As part of our mobile browser concurrency test we needed to identify test results for mobile vs. non-mobile devices (we get a lot of traditional browsers using our “mobile” concurrency test!). Because we did this as a post-processing step, we had a fair number of unique user agents – 1,572 – to classify. We decided to use WURFL to identify mobile devices, but then also decided to perform that same classification via Device Atlas to see if we got similar results (more on that in a later post). Not content to stop there, we decided to try both the old and new versions of WURFL, Device Atlas, plus a handy PHP mobile detection script.
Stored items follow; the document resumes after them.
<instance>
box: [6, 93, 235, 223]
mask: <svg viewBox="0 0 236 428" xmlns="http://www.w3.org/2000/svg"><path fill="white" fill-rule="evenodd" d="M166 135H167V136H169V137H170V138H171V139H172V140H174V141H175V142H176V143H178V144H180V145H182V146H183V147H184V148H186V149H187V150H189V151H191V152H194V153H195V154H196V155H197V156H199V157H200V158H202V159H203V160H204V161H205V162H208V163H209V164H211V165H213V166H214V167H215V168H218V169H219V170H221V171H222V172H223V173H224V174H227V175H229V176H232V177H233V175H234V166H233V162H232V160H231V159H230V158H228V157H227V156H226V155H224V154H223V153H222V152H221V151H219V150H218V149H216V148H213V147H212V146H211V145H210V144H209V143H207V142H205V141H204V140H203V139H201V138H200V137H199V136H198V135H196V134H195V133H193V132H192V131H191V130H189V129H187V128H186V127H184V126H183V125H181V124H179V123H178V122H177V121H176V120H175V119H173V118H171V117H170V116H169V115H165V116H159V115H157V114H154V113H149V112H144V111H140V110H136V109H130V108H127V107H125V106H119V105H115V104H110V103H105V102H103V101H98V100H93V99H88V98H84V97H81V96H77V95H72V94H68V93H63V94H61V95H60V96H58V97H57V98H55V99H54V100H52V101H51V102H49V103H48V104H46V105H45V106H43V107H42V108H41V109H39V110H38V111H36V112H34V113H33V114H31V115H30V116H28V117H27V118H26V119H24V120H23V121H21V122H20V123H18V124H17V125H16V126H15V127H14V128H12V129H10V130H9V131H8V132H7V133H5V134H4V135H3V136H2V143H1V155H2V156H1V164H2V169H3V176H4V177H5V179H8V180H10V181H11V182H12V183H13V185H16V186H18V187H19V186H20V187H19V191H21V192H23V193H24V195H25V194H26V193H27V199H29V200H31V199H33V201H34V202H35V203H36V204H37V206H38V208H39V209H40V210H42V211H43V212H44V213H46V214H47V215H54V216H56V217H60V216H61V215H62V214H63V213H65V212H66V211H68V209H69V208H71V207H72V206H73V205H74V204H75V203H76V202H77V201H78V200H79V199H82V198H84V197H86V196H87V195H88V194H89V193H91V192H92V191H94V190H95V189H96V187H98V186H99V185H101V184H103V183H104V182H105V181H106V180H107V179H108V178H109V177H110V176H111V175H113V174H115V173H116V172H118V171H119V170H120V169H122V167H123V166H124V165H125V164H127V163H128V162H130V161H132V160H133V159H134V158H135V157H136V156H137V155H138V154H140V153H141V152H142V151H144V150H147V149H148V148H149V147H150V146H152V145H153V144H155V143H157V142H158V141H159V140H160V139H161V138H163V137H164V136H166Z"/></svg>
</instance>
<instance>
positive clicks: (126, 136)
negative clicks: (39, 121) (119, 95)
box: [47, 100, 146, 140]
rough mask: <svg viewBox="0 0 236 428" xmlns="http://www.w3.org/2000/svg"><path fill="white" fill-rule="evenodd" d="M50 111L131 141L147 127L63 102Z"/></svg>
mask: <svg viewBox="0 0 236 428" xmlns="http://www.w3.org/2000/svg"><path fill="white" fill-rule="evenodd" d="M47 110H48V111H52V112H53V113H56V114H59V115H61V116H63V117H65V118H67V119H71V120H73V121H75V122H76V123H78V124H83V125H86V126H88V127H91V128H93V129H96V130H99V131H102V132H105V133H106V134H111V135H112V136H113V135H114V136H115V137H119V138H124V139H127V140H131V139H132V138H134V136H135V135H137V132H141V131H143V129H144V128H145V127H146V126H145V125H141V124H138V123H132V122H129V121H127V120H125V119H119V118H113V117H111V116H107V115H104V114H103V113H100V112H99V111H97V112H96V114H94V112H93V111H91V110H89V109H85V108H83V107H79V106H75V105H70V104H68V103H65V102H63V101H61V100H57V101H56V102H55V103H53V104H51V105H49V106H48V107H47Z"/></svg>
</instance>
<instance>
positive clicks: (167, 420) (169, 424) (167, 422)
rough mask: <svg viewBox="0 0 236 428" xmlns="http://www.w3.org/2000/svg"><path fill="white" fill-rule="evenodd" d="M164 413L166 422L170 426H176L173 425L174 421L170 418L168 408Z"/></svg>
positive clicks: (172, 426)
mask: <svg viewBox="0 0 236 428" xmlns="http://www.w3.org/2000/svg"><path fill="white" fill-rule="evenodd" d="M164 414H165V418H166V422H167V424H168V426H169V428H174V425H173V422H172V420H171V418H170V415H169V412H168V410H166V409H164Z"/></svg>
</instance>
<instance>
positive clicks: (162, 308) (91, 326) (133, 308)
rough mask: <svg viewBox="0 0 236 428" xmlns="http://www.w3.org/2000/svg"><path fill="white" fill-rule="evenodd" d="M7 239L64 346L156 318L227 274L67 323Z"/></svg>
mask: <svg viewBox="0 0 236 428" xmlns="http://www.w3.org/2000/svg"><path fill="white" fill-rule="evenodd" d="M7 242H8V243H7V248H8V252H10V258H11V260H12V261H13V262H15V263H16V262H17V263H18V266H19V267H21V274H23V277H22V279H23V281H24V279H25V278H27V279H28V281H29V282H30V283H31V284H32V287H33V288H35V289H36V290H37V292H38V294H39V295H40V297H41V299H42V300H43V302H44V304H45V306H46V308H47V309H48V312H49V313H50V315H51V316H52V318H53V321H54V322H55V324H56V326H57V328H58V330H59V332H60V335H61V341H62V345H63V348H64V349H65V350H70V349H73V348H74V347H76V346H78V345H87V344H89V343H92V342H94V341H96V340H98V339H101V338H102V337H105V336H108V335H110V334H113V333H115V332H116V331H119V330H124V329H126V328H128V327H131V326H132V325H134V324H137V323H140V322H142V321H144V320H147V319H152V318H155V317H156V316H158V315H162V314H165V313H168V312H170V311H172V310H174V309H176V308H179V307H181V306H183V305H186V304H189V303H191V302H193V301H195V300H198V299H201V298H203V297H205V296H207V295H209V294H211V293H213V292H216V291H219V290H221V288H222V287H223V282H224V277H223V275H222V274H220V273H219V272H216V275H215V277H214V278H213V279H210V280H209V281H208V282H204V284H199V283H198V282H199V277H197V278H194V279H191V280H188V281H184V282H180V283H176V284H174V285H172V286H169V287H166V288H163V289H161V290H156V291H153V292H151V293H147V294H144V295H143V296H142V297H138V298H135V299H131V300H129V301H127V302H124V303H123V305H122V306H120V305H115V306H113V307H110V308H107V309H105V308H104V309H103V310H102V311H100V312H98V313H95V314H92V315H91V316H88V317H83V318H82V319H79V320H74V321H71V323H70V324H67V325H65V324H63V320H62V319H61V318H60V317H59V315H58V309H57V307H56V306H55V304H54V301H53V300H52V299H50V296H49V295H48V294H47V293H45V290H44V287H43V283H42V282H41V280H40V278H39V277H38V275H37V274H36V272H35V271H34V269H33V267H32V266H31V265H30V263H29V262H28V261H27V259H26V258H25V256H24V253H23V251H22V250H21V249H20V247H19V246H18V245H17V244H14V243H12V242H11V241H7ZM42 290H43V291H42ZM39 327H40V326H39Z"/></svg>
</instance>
Here are the results for processing 1,572 unique user agents:
Method | Time (seconds) | Mobile Found | Non-Mobile Found |
---|---|---|---|
WURFL Old API | 1082 | 711 | 861 |
WURFL New API | 20.8 | 1090 | 482 |
Device Atlas | 1.2 | 527 | 1045 |
Mobile Device Detect | 1.3 | 684 | 888 |
As you can see, performance and result quality vary significantly between the different methods. Well, it’s tough to see the result quality here, but the difference between various results says that correctness is an issue. The speed differences are tremendous though. 1,080 seconds is a long time to wait for results; 1.2 seconds on the other hand is quite pleasurable. Now in all fairness, we didn’t do much to optimize the server performance, so it’s possible that WURFL will benefit from an in-memory caching strategy. Perhaps we’ll see.